SPN2 runs on https://web.archive.org/save which requires authentication using two alternative methods: S3 API Keys (highly preferable). Get your account’s keys at https://archive.org/account/s3.php Use HTTP Header "authorization: LOW $accesskey:$secret" in your requests. Cookies: Get logged-in-sig and logged-in-user from your browser when you log in to https://archive.org and add them to your SPN2 HTTP requests. Cookies are not desirable because they tend to expire after a few days so you would need to login again to archive.org to get new cookies.

There is a limit of 7 concurrent save sessions per user.
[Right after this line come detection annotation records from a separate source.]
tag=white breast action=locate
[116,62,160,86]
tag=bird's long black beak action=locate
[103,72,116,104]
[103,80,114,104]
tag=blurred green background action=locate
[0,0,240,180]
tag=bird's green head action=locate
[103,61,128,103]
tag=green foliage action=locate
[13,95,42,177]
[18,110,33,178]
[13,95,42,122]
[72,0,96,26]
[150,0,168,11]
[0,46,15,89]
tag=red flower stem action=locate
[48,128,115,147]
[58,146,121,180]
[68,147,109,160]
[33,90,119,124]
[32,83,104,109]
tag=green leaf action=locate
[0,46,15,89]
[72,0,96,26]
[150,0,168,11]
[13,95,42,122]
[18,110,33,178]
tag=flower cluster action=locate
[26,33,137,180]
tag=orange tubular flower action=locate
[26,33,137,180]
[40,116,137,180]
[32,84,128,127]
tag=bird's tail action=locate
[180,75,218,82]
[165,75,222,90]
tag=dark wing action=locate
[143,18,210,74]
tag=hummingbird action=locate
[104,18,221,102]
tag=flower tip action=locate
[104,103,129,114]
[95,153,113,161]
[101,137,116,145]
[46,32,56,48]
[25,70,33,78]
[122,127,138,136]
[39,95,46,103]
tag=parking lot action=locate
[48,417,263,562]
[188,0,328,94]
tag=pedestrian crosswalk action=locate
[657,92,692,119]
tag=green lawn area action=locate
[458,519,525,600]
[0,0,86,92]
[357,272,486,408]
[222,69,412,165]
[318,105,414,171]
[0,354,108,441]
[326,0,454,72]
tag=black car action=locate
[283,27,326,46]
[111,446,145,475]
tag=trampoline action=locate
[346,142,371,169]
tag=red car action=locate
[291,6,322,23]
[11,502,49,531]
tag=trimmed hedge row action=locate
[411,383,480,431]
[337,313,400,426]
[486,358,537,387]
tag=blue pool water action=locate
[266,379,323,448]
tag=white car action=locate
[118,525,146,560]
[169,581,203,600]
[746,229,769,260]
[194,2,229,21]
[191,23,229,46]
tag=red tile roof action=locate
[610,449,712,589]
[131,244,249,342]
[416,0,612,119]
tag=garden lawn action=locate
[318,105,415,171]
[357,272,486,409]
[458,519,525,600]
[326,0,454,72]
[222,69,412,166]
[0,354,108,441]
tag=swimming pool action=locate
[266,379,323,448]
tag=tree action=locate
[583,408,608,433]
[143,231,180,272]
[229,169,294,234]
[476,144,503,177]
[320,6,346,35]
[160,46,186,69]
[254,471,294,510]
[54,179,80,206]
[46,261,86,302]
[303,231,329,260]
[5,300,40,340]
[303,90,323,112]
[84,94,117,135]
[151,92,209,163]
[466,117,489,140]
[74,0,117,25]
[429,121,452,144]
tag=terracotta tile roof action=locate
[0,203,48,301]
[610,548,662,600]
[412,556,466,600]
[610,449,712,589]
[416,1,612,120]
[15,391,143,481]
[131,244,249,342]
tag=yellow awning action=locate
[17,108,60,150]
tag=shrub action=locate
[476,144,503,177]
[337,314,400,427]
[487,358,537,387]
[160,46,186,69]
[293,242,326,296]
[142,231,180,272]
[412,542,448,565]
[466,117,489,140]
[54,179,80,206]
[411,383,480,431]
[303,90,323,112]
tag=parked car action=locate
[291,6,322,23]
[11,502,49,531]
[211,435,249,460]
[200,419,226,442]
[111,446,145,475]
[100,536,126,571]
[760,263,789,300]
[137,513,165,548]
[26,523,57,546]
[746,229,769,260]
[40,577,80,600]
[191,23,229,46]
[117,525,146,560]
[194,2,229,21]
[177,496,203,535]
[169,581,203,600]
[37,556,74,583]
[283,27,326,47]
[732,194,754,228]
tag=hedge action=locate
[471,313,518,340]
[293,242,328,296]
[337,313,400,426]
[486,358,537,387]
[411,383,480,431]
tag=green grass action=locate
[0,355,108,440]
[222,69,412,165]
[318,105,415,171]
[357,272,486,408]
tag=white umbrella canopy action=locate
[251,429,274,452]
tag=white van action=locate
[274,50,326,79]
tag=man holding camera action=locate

To capture a web page via the API, you can use an HTTP POST or GET request as follows:

curl -X POST -H "Accept: application/json"  -H “Authorization: LOW myaccesskey:mysecret” -d'url=http://brewster.kahle.org/' https://web.archive.org/save
or
curl -X GET -H "Accept: application/json" --cookie "logged-in-sig=AAAAAAAAAA;logged-in-user=user1%40archive.org;" https://web.archive.org/save/http://brewster.kahle.org/

The method described below is supposed to call through to the new API and enqueue it, but it may be slower - the current quoted backlog is 671 minutes

Retrieve the oldest available version of a URL

URL="http://example.com"
wget -O- -q "http://web.archive.org/web/timemap/link/${URL}" | grep "first memento" | sed -r "s/^<([^>]+)>;.*$/\1/"

Known

(new!) There is a Known plugin to auto-archive your posts and edits to your posts, as well as pages that you bookmark:

Limitation(?)

WordPress

There is a useful little plugin Post Archival in the Internet Archive which will not only archive the user's post, but will also archive all the links within the post. All of the author's plugins were closed in 2019, and it is no longer maintained or installable through the WordPress admin interface, but the source is still available.

Micro.blog

Micro.blog has a setting (off by default) to send new blog posts to the Internet Archive. It does not currently archive other links found in the blog post.

IndieWeb Examples

Jeremy Keith

Jeremy Keith has been pinging web.archive.org/save to archive pages that adactio.com posts link to since 2016-09-26

Aaron Parecki

Aaron Parecki has been pinging web.archive.org/save with every URL that a Webmention is sent to since 2016-09-26

Tantek

Tantek Çelik implemented (2016-11-13) pinging web.archive.org/save with every URL in a link/reply-to and has been doing it from tantek.com since 2016-11-15, using the Trigger Archive in PHP technique noted above.

Chris Aldrich

Chris Aldrich implemented (2017-01-07) pinging the archive with URLs of both his own posts as well as links within posts using Post Archival in the Internet Archive.

svgur

Kevin Marks implemented pinging the archive with URLs of the SVG display posts, and thus indirectly the SVGs themselves

mention-tech

Kevin Marks implemented (2017-01-24) pinging the archive with both the source and target URLs of the webmention so that they get preserved too.

Jonathan LaCour

Jonathan LaCour implemented on 4/04 (HAH!) in 2018 using the Known plugin.

Requests

Downtime

Internet Archive downtime incidents are rare, but they do happen:

2019-04-23 outage

At least the blog:

And attempting to archive that page failed!